Quando era menor sempre fui fã das aventuras do Tio Patinhas, do capitão Boeing e dos sobrinhos Huguinho, Zezinho e Luisinho. Inclusive um dos primeiros livros que eu li por minha conta foi o Guia do Escoteiro Mirim. Não era bem um livro de ficção, mas adorava tentar (e falhar miseravelmente) nos experimentos que o guia dava para a gente. E aí, cresci e fui deixando de lado os quadrinhos. Quando voltei há alguns anos, queria ler ou Marvel e DC ou os "quadrinhos sérios" e deixei de lado outras HQs que já haviam passado pela minha vida. E então, veio a iniciativa da Panini de passar a publicar o material de colecionador da Disney, mais as linhas europeias de banda desenhada ou coleções como as do Carl Barks e do Don Rosa. Nunca foi algo que me chamou a atenção, embora admitisse que havia um público para isso. A Panini havia pego parte dos direitos que pertenciam à Abril (a principal foi parar nas mãos da Culturama). E uma das primeiras publicações dessa nova iniciativa foi Mickey e Pateta - Pé na Estrada. Dizia na sinopse ser uma adaptação de On the Road, um livro clássico de Jack Kerouac. Minha reação foi: "uhmmmm...". Comprei, li e me surpreendi com o conteúdo. E comprei outros quadrinhos Disney. E me surpreendi novamente porque a nossa leitura como adultos é completamente diferente da que temos em nossa infância. Digo isso a respeito do roteiro e da arte principalmente dos quadrinhos Disney italianos e franco-belgas. São algo completamente à parte do que você, leitor, esperaria. Duvida? Deixa eu te levar nessa resenha a rever seus conceitos.

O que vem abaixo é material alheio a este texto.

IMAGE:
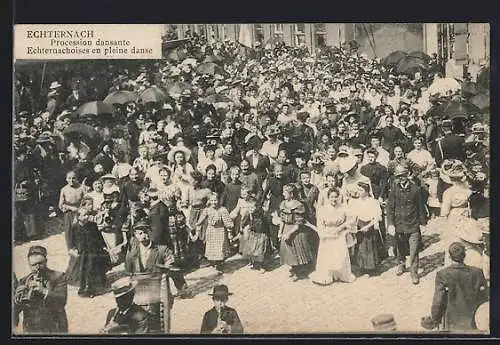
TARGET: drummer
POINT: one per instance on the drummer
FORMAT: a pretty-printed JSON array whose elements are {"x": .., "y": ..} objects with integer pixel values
[{"x": 146, "y": 256}]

Nessa incrível homenagem a Jack Kerouac, Mickey é um jovem que precisa decidir o que quer fazer de sua vida. Ele escreveu um romance (cuja primeira frase lembra de outro personagem famoso de um certo senhor Schultz) que nenhuma editora deseja publicar. Até que o senhor Scribner diz a ele que se ele entregar uma bobina de papel na filial da editora do outro lado do país, ele promete pensar em publicar. Na cabeça de Mickey é isso ou ir trabalhar na firma de contabilidade do seu tio. Ele resolver arriscar. Quando ele chega na estação de trem, Mickey descobre que havia sido roubado e tudo o que ele tem nas mãos são as benditas bobinas de papel. Não resta a ele nada para seguir viagem até que ele conhece Pateta, um homem de muitos talentos e que curte viajar. É aí que se inicia uma emocionante viagem pelas estradas do país onde Mickey e Pateta viverão várias aventuras enquanto ultrapassam obstáculos e precisam encarar diversos perigos. Ao lado do estranho e multifacetado Pateta, Mickey irá descobrir o prazer de viver uma jornada sem rumo definido, apenas curtindo o que a vida lhe oferece.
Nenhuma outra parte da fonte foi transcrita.